The function will the proceed doing whatever it needs to do. When it needs to return to where it was called:

  1. The return value will be placed in a register.
  2. The return program counter will be popped off the stack.
  3. The program counter will be set to this popped value.
  4. The calling piece of code will pop the function arguments off the stack.
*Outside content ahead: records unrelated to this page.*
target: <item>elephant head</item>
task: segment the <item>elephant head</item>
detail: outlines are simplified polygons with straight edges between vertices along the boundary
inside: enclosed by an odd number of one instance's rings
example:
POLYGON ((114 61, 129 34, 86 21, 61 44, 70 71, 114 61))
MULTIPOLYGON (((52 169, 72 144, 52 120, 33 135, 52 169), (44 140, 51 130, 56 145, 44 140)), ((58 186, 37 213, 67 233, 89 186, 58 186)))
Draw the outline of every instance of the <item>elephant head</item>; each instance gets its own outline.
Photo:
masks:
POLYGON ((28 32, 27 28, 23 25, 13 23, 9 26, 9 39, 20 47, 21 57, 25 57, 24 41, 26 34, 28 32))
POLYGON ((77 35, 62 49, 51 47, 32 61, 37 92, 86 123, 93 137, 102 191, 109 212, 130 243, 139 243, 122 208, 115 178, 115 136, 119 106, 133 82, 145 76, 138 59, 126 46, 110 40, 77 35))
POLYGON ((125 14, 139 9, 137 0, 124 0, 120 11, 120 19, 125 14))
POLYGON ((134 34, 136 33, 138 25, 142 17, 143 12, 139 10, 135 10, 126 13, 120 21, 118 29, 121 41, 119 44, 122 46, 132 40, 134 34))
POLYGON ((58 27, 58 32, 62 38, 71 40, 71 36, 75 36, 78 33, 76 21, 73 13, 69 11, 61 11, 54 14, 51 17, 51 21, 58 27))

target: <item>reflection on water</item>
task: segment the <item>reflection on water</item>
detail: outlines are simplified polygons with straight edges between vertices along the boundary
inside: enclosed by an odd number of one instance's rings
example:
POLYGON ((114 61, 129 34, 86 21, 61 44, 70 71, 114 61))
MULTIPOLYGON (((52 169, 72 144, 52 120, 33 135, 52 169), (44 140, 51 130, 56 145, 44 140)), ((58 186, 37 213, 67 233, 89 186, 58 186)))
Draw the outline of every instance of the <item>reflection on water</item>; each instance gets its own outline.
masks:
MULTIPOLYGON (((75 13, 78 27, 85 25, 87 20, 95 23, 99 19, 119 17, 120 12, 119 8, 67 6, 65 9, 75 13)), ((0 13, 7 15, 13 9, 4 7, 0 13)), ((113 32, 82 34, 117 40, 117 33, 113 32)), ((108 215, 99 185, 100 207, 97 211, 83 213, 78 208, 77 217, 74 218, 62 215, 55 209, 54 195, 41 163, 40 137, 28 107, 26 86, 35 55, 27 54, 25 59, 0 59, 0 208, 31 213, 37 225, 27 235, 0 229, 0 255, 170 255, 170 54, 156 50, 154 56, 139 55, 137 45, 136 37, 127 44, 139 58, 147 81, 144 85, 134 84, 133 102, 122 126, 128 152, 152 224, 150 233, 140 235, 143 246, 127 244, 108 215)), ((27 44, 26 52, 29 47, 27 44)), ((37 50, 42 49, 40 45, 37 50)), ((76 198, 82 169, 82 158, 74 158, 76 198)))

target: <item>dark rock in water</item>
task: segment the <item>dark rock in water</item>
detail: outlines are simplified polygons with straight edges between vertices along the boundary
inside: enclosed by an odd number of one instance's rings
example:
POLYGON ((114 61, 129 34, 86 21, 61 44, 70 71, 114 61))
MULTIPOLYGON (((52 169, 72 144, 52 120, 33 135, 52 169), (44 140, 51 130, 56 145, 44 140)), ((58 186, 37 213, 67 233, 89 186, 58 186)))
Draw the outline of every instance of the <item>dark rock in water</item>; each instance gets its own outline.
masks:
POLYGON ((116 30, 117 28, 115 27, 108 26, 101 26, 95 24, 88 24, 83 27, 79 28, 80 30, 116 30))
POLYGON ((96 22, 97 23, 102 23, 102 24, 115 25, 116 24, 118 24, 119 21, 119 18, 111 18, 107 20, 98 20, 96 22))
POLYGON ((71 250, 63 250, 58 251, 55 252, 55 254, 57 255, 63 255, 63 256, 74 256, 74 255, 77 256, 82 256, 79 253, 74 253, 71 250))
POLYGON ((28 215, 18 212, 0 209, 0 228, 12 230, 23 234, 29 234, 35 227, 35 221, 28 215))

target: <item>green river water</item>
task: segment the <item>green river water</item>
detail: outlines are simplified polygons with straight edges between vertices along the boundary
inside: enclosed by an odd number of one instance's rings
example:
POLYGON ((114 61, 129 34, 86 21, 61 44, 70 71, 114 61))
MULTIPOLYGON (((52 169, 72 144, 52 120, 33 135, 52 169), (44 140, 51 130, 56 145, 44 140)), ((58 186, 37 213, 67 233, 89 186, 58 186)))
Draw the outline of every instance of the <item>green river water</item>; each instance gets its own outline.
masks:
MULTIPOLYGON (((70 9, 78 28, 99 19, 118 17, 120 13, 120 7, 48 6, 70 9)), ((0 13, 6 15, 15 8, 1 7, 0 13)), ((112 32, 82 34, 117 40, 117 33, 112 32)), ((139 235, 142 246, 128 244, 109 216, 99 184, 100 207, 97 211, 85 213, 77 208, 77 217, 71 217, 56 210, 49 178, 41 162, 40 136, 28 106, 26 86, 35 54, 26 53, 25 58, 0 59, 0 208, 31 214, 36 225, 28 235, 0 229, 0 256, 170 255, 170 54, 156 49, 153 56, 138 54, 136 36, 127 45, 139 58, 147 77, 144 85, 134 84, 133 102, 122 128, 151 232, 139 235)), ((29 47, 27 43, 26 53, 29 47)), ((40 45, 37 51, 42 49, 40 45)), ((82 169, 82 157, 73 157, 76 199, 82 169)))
Again, there will be variations in the details depending on calling conventions (e.g. step 4 may be done by the called function rather than the caller).

An OpenCL Stack

OpenCL doesn’t have an STL equivalent (AMD seem to be working on something similar called Bolt) so we’ll need our own stack structure to use. Here’s a little stack that I whipped up that lives in local memory.

typedef struct
{
    __local int* stackData;
    size_t stackSize;
    size_t maxStackSize;
} Stack;

void stackInit( Stack* pStack, __local int* pStackData, size_t maxStackSize )
{
    pStack->stackData = pStackData;
    pStack->stackSize = 0;
    pStack->maxStackSize = maxStackSize;
}

void stackPush( Stack* pStack, int value )
{
    if(pStack->stackSize < pStack->maxStackSize)
    {
        pStack->stackData[pStack->stackSize] = value;
        pStack->stackSize++;
    }
}

void stackPop( Stack* pStack, int numValuesToPop )
{
    if( pStack->stackSize > (numValuesToPop - 1) )
    {
        pStack->stackSize -= numValuesToPop;
    }
}

int stackTop( Stack* pStack, int offset )
{
    if( pStack->stackSize > (0 + offset) )
    {
        return pStack->stackData[pStack->stackSize - 1 - offset];
    }
    return 0;
}

It’s not incredibly beautiful and makes me yearn for C++ in OpenCL (templates, default argument values…. I hope AMD’s Static C++ Kernel Language Extension gets some cross vendor traction) but it’ll do for now.

One note is the choice of using local memory for the stack. If we put the stack in private memory it’ll be fast but will take up more registers as we allow our stack to become bigger which will reduce the number of work items per work group. Conversely, global memory will be really slow. Local memory allows fast access and for the stack to be a reasonable size.